Na nota, Zucco afirma que a recusa da Polícia Federalista em estribar a operação — que foi coordenada pela Polícia Militar do Rio de Janeiro — representa “uma vergonha vernáculo”. O parlamentar argumenta que, enquanto policiais civis e militares enfrentavam criminosos fortemente armados, o governo federalista teria se postergado.
“O governo Lula não fez absolutamente zero. Negou três vezes o pedido de blindados feito pelo governador Cláudio Castro, se recusou a agir, não decretou a Garantia da Lei e da Ordem (GLO) e abandonou o povo carioca à própria sorte”, diz o texto.
O líder oposicionista ainda afirmou que o incidente demonstra um governo “fraco, desorientado e omisso” diante da escalada da violência no país.

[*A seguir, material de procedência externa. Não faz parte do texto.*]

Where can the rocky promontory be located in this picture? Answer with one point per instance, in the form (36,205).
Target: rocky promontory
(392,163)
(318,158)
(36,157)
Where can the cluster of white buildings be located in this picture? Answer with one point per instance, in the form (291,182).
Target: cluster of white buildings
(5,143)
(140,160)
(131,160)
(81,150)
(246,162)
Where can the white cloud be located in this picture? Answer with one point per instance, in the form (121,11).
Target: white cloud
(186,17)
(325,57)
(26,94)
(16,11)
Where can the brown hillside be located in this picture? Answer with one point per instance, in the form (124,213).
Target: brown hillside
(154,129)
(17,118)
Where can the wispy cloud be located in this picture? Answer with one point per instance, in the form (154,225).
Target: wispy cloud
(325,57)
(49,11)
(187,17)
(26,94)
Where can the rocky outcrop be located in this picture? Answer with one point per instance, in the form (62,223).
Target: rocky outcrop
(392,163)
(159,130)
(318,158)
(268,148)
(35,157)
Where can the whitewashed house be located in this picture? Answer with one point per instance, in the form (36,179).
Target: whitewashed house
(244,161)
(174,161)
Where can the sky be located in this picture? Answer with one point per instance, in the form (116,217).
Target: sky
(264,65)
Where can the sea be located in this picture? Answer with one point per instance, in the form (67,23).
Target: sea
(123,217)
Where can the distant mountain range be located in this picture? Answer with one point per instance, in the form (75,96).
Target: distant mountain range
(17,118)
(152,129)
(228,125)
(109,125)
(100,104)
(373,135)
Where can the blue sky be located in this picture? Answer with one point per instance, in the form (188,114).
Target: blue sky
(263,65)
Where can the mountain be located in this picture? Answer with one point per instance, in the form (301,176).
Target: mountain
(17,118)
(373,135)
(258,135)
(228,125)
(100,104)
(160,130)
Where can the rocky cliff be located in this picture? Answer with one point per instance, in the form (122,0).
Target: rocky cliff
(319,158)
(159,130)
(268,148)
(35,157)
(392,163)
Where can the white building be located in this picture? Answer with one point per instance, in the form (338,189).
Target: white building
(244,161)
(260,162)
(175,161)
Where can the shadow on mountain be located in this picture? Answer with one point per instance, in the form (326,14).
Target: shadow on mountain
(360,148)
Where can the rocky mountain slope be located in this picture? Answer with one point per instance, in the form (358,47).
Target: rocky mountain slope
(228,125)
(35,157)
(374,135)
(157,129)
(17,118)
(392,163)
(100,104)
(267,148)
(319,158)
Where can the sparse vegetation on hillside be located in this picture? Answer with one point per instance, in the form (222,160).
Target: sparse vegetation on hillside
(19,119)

Enquanto isso, o governo federalista defende que a atuação da PF em operações conjuntas depende de critérios técnicos e estratégicos. Segundo integrantes da corporação, a decisão de não participar da ação teria sido baseada em avaliações de risco e de cultura operacional, já que a operação seria de responsabilidade das forças estaduais.
A crise de segurança no Rio de Janeiro reacendeu o debate sobre o papel da União no combate ao transgressão organizado e a premência ou não de uma mediação federalista. Governadores de outros estados manifestaram solidariedade ao Rio e cobraram maior fala vernáculo contra o progressão das facções criminosas.